As it intensifies its fight against tax evasion, the Kenya Revenue Authority (KRA) plans to spend Sh109.93 million on information collection and forensic analysis technologies.
KRA anticipates spending Sh29.93 million on a surveillance collecting system and Sh80 million on forensic science equipment, according to an annual procurement plan for 2022-2023.
In May of this year, the taxman made known that it was establishing a cutting-edge forensic lab that would enable it to extract data, including secret accounts and records, from taxpayers’ computers and mobile phones to identify tax and financial fraud.
According to KRA, the purpose of the digital lab will be to forensically acquire, extract, and find electronic evidence.
The department said in a declaration on the new laboratory that “a lot of information that was gathered during inquiries is of a digital investigative nature, such as e-mails, texts, video, audio, image files, and other transactional data on hard discs and other storage media.”
To reassemble the transactions while offering insights into complex crimes, it was emphasised that the investigations of such crimes “require sophisticated data acquisition, mining, analytics, and storage tools in addition to technical expertise.”
The initiative by the taxman’s newly established intelligence management division coincides with a significant movement among firms towards electronic record-keeping and internet transactions in place of conventional paper-based accounting systems.
Currently, many significant firms, including several multinationals and mobile phone carriers, provide KRA staff with floppy copies of their transaction records.
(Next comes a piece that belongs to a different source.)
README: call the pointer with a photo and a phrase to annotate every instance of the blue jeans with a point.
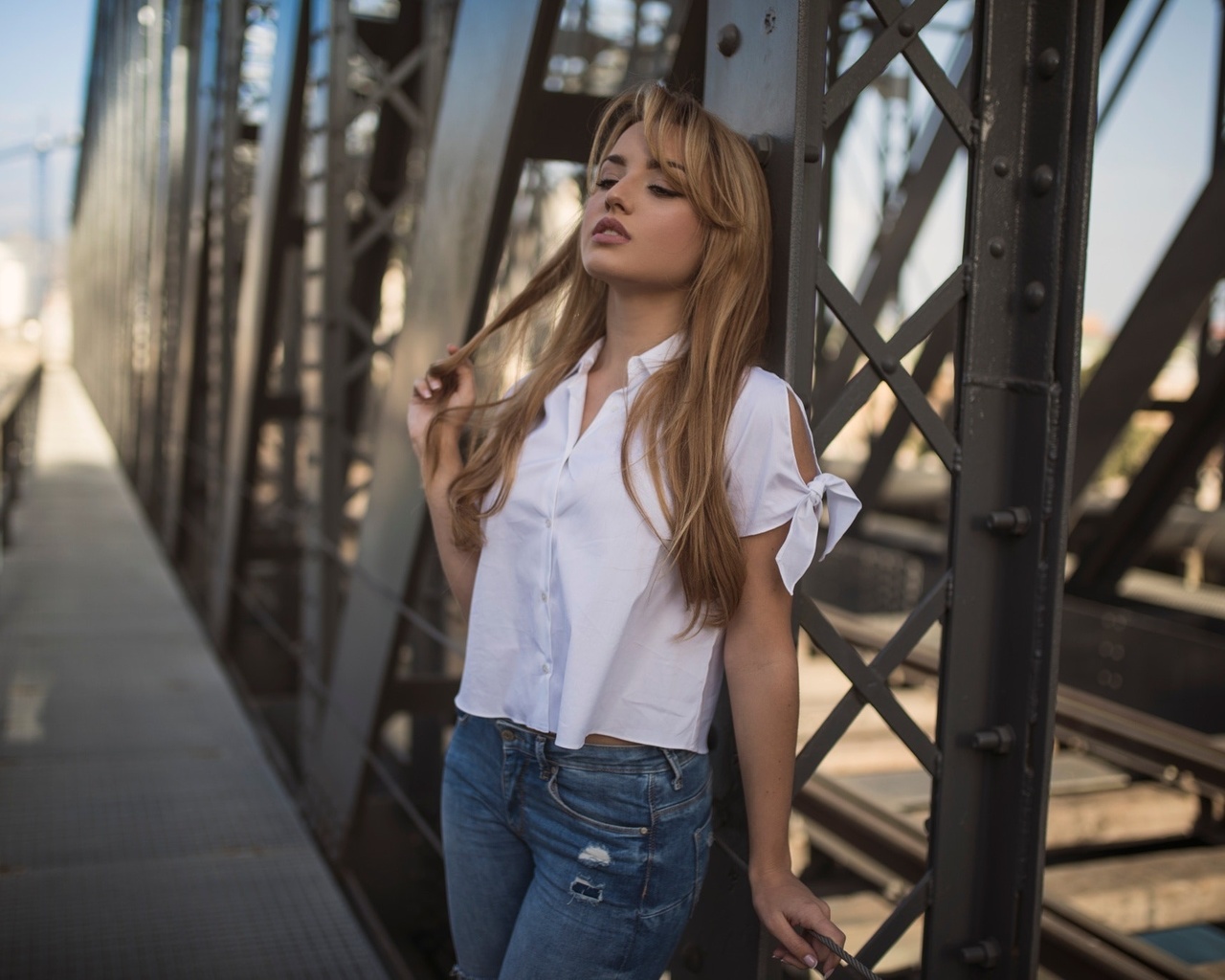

However, the move to online transactions has presented challenges for tax audit and investigation teams due to certain businesses’ rising propensity to conceal their true financial activities and accounts.
The KRA’s vigorous tax recovery and collection efforts helped increase revenue collection by a fifth in the year ending in June 2022, the greatest yearly growth margin ever seen by the organisation.
It exceeded the previous record of 21% observed in the 2006/2007 fiscal year with revenue growth of 21.7 Percent, or Sh148.9 billion, to reach Sh2.03 trillion.